Nous ne nous sommes pas encore réveillés du cauchemar des attentats terroristes qui ont ensanglanté notre pays, et pour cause : il continue. Nous sommes dans une situation de tremblement de terre, errant comme les habitants qui ont dû quitter leur maison en pleine nuit et redoutent le prochain séisme, la secousse à venir, la prochaine réplique. ‘Réplique’ est le terme qui convient pour décrire les nouveaux crimes qui semblent être faits par imitation, comme si des déséquilibrés voulaient profiter de leur impact et leur médiatisation.
Il n’y a pas que la France qui soit touchée, d’autres pays voisins comme l’Angleterre ou l’Espagne, qui sont comme nous des pays riches, de tradition d’accueil des étrangers : il y a un lien entre terrorisme et immigration, non pas tant d’accueil des nouveaux migrants qu’un lien entre terrorisme et immigration ancienne, car, comme cela a été abondamment souligné, la majorité de ces attentats ont été commis par des natifs du pays ou avec leur complicité : ils ont été perpétrés en France par des enfants de la République. Le cardinal André Vingt-trois avait demandé qu’on s’interroge sur ce qui apparaît au minimum comme un échec de notre système éducatif, un échec de la démocratie.
La parabole des vignerons homicides est un des textes les plus violents de l’évangile, en annonce de la Passion. Elle décrit quelque chose de comparable : une explosion de violence dans un climat de paix et de travail, une violence faite à des civils, les serviteurs et le fils d’un riche propriétaire, l’enfermement progressif de ces vignerons, leur radicalisation jusqu’à la mort. Ils ont un objectif très clair de conquête, d’appropriation d’un bien qui leur était confié, donné en jouissance moyennant rémunération. Ils étaient locataires, comme nous le sommes, de tous nos biens.
Pour nous chrétiens, les victimes des attentats ne sont pas assimilables aux premiers serviteurs envoyés par le maître : ils sont tous son Fils bien-aimé. Chaque personne tuée ou mutilée dans un attentat est le Christ lui-même. Et ici, à Notre-Dame de Compassion, nous pensons en contemplant la Vierge des Douleurs à elles et à leurs familles.
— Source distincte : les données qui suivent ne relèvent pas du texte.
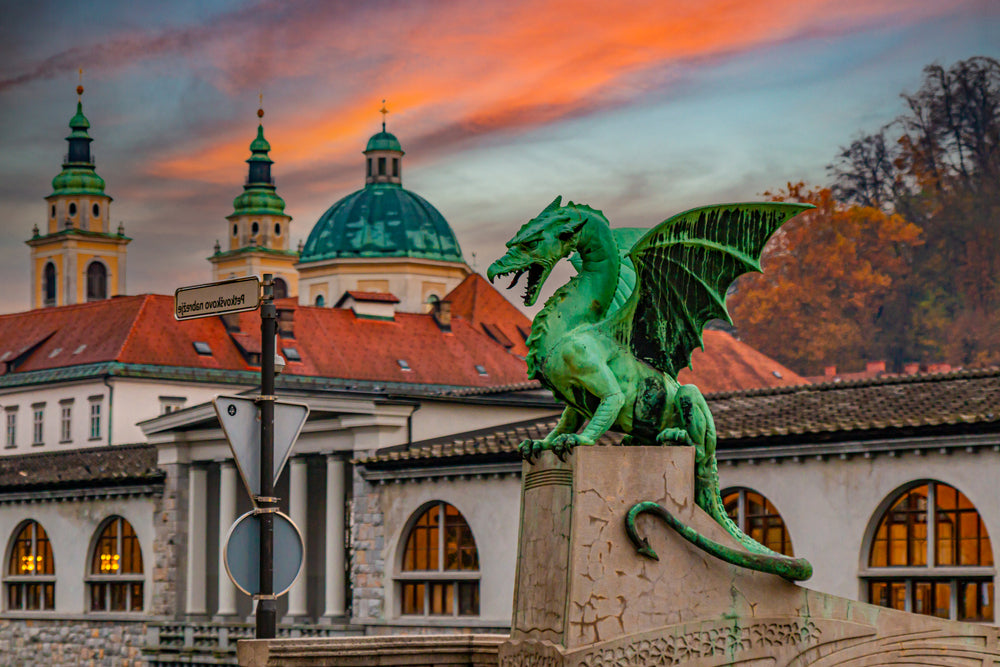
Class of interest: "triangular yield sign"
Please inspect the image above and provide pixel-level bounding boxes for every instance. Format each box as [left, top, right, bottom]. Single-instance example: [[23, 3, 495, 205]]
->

Nous ne sommes pas « abattus comme les autres qui n’ont pas d’espérance. Jésus, nous le croyons, est mort et ressuscité ; de même, nous le croyons, ceux qui se sont endormis dans la mort : Dieu, à cause de Jésus, les emmènera avec son Fils. Ainsi, nous serons pour toujours avec le Seigneur. Retenez ce que je viens de dire et réconfortez-vous les uns les autres ».
Surtout, nous ne sommes pas dupes de ce qui se passe. Voilà que des valeurs de respect, d’égalité, de tolérance, que l’on croyait républicaines, se révèlent pour ce qu’elles sont : des valeurs chrétiennes. Et qu’on découvre ainsi qu’on peut naître et grandir dans un pays de tradition chrétienne sans en partager les valeurs. Et ce, d’autant plus facilement qu’en reniant ses racines et son histoire, la République française s’est reniée elle-même.
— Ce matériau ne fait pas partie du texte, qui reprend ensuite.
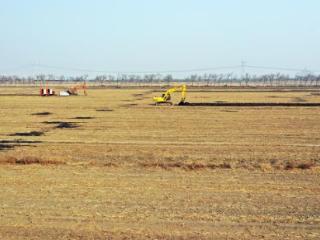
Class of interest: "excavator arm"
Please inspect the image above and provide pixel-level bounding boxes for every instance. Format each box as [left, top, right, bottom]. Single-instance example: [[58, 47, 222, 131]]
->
[[153, 85, 187, 105]]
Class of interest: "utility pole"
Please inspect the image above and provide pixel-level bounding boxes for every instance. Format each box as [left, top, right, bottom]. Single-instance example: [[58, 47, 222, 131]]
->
[[241, 60, 247, 78]]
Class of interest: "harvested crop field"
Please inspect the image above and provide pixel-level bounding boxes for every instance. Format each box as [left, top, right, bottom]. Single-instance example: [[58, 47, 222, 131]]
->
[[0, 87, 320, 239]]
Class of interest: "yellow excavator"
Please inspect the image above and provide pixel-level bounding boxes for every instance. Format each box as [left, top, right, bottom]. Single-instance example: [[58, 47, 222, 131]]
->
[[153, 84, 187, 105]]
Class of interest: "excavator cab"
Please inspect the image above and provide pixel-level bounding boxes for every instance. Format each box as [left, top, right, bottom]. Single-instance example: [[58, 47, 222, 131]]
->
[[153, 85, 187, 105]]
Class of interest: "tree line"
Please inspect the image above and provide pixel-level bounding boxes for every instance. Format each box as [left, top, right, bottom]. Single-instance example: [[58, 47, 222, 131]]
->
[[0, 73, 320, 87]]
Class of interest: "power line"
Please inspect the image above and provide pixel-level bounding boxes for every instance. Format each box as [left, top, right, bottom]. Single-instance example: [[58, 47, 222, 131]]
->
[[3, 61, 320, 74]]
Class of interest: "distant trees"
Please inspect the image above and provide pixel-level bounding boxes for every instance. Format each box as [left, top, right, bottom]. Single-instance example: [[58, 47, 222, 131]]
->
[[0, 72, 320, 87]]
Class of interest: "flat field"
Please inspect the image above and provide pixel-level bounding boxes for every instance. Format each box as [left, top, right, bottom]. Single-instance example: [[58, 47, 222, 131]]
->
[[0, 87, 320, 239]]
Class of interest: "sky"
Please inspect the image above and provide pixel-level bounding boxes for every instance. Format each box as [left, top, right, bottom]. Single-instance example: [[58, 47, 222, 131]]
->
[[0, 0, 320, 75]]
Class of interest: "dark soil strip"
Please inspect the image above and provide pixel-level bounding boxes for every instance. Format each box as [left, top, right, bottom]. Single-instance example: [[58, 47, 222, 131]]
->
[[179, 102, 320, 107], [0, 156, 66, 165], [72, 117, 94, 120], [9, 131, 44, 137], [0, 140, 42, 151], [96, 108, 113, 112], [42, 121, 79, 128], [31, 112, 52, 116]]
Lorsque de plus en plus de jeunes proclament qu’ils n’aiment pas la France, qu’ils y sont nés et y ont grandi mais qu’ils ne se sentent pas français, il faut entendre ce qu’ils disent en vérité : ils n’aiment pas la France chrétienne, comme ces vignerons de la parabole ne se reconnaissent pas comme les vignerons de ce maître.
Il faut aujourd’hui que l’Eglise et la République unissent leurs forces au service de la paix, ce qui nécessite que la République cesse de considérer la religion comme une sous-culture, pour reprendre l’analyse que fait le Pape François de la tentation laïciste française, et il faut, pour ce qui nous concerne, que l’Eglise renouvelle son regard sur la démocratie, et se démocratise elle-même.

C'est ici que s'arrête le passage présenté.